En commençant à jouer au football à 12 ans, Émile Simard (à gauche) a transmis sa passion pour ce sport à toute sa famille, dont son père Daniel, son frère Nataniel, sa sœur Romane et sa mère Sandra Mélanie Belley.

Le football, une passion familiale

CHRONIQUE / Il y a à peine cinq ans, la famille Simard-Belley n’avait encore jamais suivi un sport. Pourtant, quand leur fils Émile, qui avait 12 ans à l’époque, a démontré son intérêt pour le football, ses parents l’ont encouragé immédiatement.

Depuis ce temps, l’adolescent de 17 ans, qui fait partie de l’équipe de football collégiale les Gaillards du Cégep de Jonquière, a réussi à contaminer son frère Nataniel, sa sœur Romane et ses parents de sa passion.

Nataniel évolue depuis son entrée au secondaire à l’école de L’Odyssée dans la concentration football. « Après mon secondaire, j’aimerais poursuivre mes études en informatique », mentionne le jeune homme de 14 ans.

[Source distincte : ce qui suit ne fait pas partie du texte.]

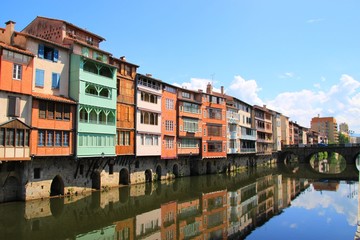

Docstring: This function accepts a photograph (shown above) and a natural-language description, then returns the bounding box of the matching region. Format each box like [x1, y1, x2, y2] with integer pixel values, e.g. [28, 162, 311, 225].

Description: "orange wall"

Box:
[0, 59, 33, 94]
[30, 99, 75, 156]
[161, 91, 177, 159]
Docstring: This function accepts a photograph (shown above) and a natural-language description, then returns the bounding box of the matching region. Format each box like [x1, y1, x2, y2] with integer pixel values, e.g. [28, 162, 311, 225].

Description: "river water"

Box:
[0, 166, 359, 240]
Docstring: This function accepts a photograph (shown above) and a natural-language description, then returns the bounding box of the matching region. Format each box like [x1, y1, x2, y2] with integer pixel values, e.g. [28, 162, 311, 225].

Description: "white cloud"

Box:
[174, 78, 220, 92]
[179, 73, 360, 133]
[306, 18, 324, 24]
[229, 76, 263, 105]
[279, 72, 295, 78]
[265, 74, 360, 133]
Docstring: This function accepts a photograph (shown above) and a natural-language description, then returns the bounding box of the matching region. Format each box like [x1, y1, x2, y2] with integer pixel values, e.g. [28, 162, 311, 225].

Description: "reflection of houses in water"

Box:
[177, 198, 203, 239]
[313, 181, 340, 192]
[6, 171, 316, 240]
[136, 208, 161, 239]
[114, 218, 135, 240]
[201, 190, 227, 239]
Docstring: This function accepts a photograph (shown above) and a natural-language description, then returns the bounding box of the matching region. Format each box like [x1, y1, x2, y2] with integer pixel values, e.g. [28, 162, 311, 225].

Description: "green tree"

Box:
[339, 133, 350, 144]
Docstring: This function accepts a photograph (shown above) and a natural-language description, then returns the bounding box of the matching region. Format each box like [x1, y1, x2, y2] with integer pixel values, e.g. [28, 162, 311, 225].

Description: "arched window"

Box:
[80, 109, 88, 122]
[99, 66, 113, 78]
[85, 85, 98, 95]
[83, 61, 98, 74]
[99, 88, 110, 98]
[99, 111, 106, 124]
[144, 112, 150, 124]
[89, 110, 97, 123]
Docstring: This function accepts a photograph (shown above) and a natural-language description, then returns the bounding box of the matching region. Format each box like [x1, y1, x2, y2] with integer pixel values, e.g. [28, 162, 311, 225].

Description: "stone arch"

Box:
[3, 176, 21, 202]
[91, 171, 101, 190]
[119, 168, 130, 185]
[156, 165, 162, 180]
[50, 175, 64, 197]
[173, 163, 179, 177]
[145, 169, 152, 182]
[206, 161, 211, 174]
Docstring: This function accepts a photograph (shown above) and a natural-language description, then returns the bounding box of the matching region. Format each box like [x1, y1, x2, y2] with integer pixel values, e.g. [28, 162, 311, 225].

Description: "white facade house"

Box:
[136, 74, 162, 156]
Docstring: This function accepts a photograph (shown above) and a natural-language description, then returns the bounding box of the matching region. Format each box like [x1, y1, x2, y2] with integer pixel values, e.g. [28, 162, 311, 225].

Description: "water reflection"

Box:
[310, 151, 346, 174]
[0, 166, 358, 239]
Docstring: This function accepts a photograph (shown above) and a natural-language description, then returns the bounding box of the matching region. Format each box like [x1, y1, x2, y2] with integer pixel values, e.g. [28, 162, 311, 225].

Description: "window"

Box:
[140, 111, 158, 125]
[39, 100, 71, 121]
[5, 128, 15, 146]
[183, 118, 199, 133]
[181, 92, 190, 99]
[141, 92, 157, 104]
[165, 98, 174, 110]
[37, 130, 69, 147]
[8, 96, 20, 117]
[119, 131, 130, 146]
[51, 73, 60, 89]
[15, 129, 24, 147]
[38, 44, 59, 62]
[34, 168, 41, 179]
[208, 142, 222, 152]
[165, 137, 174, 149]
[165, 120, 174, 131]
[0, 128, 5, 146]
[35, 69, 45, 87]
[55, 131, 62, 146]
[46, 130, 54, 147]
[13, 63, 22, 80]
[180, 138, 199, 148]
[183, 102, 200, 114]
[207, 125, 222, 137]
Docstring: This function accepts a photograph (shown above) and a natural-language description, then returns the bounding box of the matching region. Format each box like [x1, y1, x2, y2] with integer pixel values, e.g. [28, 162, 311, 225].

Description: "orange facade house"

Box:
[0, 21, 34, 161]
[111, 57, 139, 155]
[177, 88, 202, 156]
[31, 93, 76, 156]
[161, 84, 177, 159]
[202, 83, 227, 158]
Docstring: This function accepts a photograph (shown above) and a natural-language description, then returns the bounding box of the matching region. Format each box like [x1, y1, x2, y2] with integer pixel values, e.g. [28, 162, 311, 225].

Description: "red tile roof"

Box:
[0, 42, 35, 57]
[32, 92, 76, 104]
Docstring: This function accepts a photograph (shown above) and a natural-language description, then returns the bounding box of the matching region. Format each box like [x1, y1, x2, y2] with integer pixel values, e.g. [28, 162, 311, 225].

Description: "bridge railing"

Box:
[282, 143, 360, 149]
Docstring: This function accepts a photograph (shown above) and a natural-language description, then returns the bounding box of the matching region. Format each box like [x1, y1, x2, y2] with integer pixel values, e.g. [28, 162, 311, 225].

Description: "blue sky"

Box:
[0, 0, 360, 133]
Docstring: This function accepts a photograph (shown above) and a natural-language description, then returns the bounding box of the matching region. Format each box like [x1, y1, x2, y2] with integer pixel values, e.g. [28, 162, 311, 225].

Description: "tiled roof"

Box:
[32, 92, 76, 104]
[0, 42, 34, 56]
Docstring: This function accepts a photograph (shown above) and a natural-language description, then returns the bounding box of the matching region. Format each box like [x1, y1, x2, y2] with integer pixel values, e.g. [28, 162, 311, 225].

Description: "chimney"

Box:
[4, 20, 15, 45]
[206, 83, 212, 94]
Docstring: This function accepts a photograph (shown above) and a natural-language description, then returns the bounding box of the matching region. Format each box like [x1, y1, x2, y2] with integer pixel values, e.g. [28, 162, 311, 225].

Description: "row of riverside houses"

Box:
[0, 17, 316, 202]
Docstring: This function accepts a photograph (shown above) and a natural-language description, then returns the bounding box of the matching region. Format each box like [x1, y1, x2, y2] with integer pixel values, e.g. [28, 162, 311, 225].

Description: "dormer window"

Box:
[38, 44, 59, 62]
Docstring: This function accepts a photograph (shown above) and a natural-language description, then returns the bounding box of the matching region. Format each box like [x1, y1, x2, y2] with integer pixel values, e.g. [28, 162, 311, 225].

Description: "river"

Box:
[0, 165, 359, 240]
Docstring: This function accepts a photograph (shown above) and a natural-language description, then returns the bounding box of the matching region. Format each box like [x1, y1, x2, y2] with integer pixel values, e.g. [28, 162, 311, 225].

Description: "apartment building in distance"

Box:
[253, 105, 274, 154]
[161, 83, 178, 160]
[310, 115, 339, 144]
[23, 17, 117, 158]
[136, 74, 162, 158]
[202, 83, 227, 162]
[177, 88, 202, 157]
[110, 56, 138, 158]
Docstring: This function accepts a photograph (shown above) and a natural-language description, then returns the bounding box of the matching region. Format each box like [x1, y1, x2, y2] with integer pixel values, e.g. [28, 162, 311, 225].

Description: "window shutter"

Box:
[51, 73, 60, 88]
[35, 69, 44, 87]
[15, 97, 20, 117]
[38, 44, 44, 58]
[53, 49, 59, 62]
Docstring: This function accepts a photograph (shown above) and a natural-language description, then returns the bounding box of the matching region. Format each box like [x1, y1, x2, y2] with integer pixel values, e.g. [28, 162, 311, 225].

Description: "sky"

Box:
[0, 0, 360, 133]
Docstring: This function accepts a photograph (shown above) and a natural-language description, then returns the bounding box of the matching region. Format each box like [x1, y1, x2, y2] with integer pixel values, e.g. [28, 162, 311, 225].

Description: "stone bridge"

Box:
[279, 144, 360, 164]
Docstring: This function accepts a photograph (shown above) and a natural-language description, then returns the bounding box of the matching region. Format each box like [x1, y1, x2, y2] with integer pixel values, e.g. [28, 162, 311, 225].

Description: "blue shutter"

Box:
[38, 44, 44, 58]
[51, 73, 60, 88]
[53, 49, 59, 62]
[35, 69, 44, 87]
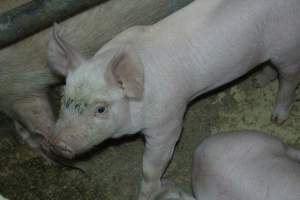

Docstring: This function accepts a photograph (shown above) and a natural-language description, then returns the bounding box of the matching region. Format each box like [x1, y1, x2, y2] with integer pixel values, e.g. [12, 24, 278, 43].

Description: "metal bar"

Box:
[0, 0, 107, 48]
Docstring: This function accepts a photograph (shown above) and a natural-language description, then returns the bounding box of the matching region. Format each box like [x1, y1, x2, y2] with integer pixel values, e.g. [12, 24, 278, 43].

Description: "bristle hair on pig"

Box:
[155, 131, 300, 200]
[0, 0, 186, 158]
[48, 0, 300, 200]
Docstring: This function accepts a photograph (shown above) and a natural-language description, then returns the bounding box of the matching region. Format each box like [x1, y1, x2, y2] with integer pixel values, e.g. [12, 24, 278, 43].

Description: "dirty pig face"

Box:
[48, 23, 143, 158]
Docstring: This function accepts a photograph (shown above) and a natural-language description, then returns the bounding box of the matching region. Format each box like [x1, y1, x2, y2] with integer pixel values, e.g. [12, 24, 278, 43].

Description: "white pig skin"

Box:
[155, 131, 300, 200]
[0, 0, 189, 153]
[48, 0, 300, 200]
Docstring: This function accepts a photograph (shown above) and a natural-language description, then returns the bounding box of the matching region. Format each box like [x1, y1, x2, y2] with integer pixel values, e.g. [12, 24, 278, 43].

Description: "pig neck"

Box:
[98, 0, 267, 130]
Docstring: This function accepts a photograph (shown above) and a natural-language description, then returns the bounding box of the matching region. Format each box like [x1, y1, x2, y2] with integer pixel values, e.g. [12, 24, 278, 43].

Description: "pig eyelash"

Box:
[94, 104, 109, 118]
[65, 98, 87, 114]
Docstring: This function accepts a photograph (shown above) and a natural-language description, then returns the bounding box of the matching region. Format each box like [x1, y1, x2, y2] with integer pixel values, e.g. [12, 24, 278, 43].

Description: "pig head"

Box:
[48, 25, 143, 158]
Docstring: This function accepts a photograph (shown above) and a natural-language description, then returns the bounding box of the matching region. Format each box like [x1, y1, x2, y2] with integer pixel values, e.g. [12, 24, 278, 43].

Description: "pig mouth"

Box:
[50, 143, 75, 159]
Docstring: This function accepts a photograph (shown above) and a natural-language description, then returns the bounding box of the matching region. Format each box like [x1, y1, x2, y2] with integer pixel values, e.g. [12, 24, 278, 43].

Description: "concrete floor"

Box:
[0, 71, 300, 200]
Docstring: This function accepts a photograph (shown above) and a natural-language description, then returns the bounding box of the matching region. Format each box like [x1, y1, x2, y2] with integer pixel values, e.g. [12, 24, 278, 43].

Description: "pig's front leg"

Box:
[139, 120, 182, 200]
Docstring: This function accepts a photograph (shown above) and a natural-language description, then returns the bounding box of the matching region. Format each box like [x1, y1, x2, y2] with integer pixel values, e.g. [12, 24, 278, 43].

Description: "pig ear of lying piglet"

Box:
[48, 23, 85, 77]
[105, 50, 144, 99]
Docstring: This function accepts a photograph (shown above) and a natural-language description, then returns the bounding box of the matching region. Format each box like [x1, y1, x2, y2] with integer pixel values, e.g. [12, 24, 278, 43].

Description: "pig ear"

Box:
[48, 23, 85, 77]
[106, 51, 144, 99]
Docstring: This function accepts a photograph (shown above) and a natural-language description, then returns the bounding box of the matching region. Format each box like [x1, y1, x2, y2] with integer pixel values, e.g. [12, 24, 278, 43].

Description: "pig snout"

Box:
[46, 138, 75, 159]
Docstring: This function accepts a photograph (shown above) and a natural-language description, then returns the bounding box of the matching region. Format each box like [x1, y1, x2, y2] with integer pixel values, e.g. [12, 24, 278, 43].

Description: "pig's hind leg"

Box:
[272, 62, 300, 124]
[254, 63, 278, 87]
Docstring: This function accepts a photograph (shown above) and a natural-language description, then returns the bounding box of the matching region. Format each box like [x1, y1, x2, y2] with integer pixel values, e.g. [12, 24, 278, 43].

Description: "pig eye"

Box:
[95, 105, 108, 117]
[97, 106, 106, 114]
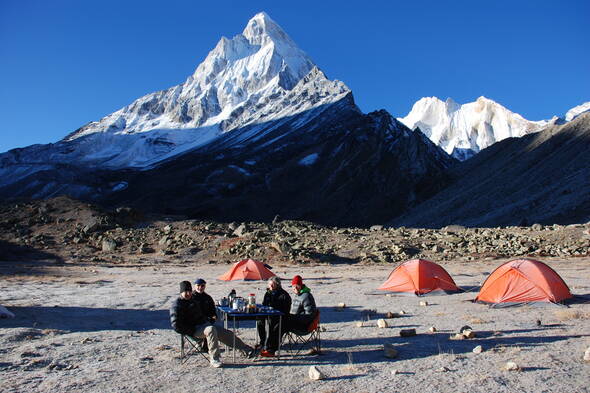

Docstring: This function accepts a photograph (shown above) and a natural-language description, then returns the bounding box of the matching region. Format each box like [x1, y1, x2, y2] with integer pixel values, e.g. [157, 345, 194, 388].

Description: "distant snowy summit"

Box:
[398, 97, 590, 160]
[565, 102, 590, 121]
[64, 12, 350, 167]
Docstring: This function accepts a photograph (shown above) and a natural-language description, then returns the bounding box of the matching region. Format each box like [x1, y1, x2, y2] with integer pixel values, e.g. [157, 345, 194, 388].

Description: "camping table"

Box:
[217, 304, 283, 363]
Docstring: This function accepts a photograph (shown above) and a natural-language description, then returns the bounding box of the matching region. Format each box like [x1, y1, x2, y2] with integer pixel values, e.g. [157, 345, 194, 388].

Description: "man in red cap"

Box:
[260, 275, 317, 357]
[287, 275, 317, 324]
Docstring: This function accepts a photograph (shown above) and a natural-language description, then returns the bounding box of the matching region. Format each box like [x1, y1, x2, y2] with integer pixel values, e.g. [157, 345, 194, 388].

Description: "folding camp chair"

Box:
[285, 310, 321, 356]
[180, 334, 209, 364]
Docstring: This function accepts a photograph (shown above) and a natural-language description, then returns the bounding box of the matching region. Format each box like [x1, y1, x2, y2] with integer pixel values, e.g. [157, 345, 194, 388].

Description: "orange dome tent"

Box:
[377, 259, 461, 296]
[475, 259, 573, 307]
[218, 259, 275, 281]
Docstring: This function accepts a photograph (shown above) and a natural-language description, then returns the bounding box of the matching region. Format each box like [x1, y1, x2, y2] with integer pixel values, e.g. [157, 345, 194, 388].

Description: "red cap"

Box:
[291, 275, 303, 285]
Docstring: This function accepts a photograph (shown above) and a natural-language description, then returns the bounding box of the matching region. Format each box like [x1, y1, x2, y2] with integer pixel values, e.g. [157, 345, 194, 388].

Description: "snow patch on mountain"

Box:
[398, 96, 557, 160]
[565, 102, 590, 121]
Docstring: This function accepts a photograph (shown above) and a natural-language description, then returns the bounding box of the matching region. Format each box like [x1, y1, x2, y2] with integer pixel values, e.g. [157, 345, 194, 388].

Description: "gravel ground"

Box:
[0, 258, 590, 393]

De son côté, Romane pratique le mini football depuis l’âge de neuf ans. Elle a bien hâte d’entrer à l’école secondaire de L’Odyssée, l’an prochain, dans la concentration football. Comme les filles sont très peu nombreuses à se lancer dans ce sport, elles évoluent dans des équipes mixtes. La jeune fille de 12 ans espère percer dans ce sport non conventionnel.

Elle est bien encouragée par Antoinette «Toni» Harris, une footballeuse américaine. Elle a été la première femme à recevoir des bourses d’études complètes en tant que non-spécialiste dans les universités de football et la deuxième femme à jouer au football avec des bourses d’études.

« Comme on prêche par l’exemple, on s’est mis aussi à s’entraîner en famille, plusieurs fois par semaine, à la salle de gym près de chez nous », mentionne leur mère, Sandra Mélanie Belley. Quand on voit l’imposante carrure de leur père, Daniel Simard, on comprend vite d’où vient la prédisposition génétique de sa progéniture !

Émile

La saison de football se déroulant de septembre à décembre, les joueurs passent le reste de l’année à s’entraîner. En concentration football, les élèves du secondaire passent la moitié de leur journée à s’adonner à leur sport. « On fait beaucoup de cardio, de musculation et on développe nos techniques », relate Nataniel. L’autre moitié de la journée est consacrée aux études. « Pour rester dans sa concentration, on doit maintenir une moyenne académique supérieure à 65% », précise-t-il.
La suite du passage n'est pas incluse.